Of course it is. If you and your dog are both healthy and well, there’s hardly any harm at all in allowing a dog to lick your face. The exception to this is if you have an open wound. Though it’s usually harmless in most circumstances, bacteria from canine saliva can cause an infection if it gets into an open wound.
The good news is that instances of this happening are very rare indeed. There’s usually no more than 10-15 cases per year of people getting sick from dog saliva. In those cases where this does occur, it’s usually only in humans with an already compromised immune system where the bacteria known as Capnocytophaga gets into their system via an open wound.
What Can I Do If I Don’t Like My Dog Licking My Face?
If you don’t mind puppy kisses in general but just don’t like their tongue over your mouth, the easiest thing to do is simply turn your head and offer them a different part of your face to lick.
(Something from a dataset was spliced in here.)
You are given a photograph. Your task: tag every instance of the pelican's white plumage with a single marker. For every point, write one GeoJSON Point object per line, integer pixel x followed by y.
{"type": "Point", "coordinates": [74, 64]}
Our pup has no problem at all if we offer it a cheek to lick rather than our lips, though some pet owners prefer to offer the neck or underside of the chin.
If you don’t want your dog licking your face at all, the best approach is to simply not give it any attention when it does so. The more you acknowledge the licking, the more your dog learns that it can get your attention this way, and the more they’ll keep doing it.
As such, it might be better to try and teach them other ways to display their love and affection for you.
Do Some Breeds Lick Your Face More Than Others?
As you’ll no doubt know by now, there are many more reasons why dogs lick your face than simply wanting to shower you with kisses.
While it’s certainly true that all those big, wet, sloppy smooches can be a sign of affection, it’s also true that your buddy might be licking you as a not-so-subtle hint that they’re ready for dinner, or because they simply like the way your face tastes.
Alternatively, it might just be that they want to check out how you’re feeling. Remember, our furry friends are a lot smarter than some people give them credit for. If they sense something’s the matter, putting those remarkable nasal receptors to work can quickly confirm their suspicions and they’ll know that they either need to be gentle with you and give you lots of cuddles, or go get their ball and get you to play with them.
Either way, as long as you don’t let them lick in or around any open wounds, those cute, playful puppy kisses can be one way of letting your canine companion show you that he loves you every bit as much as you love him.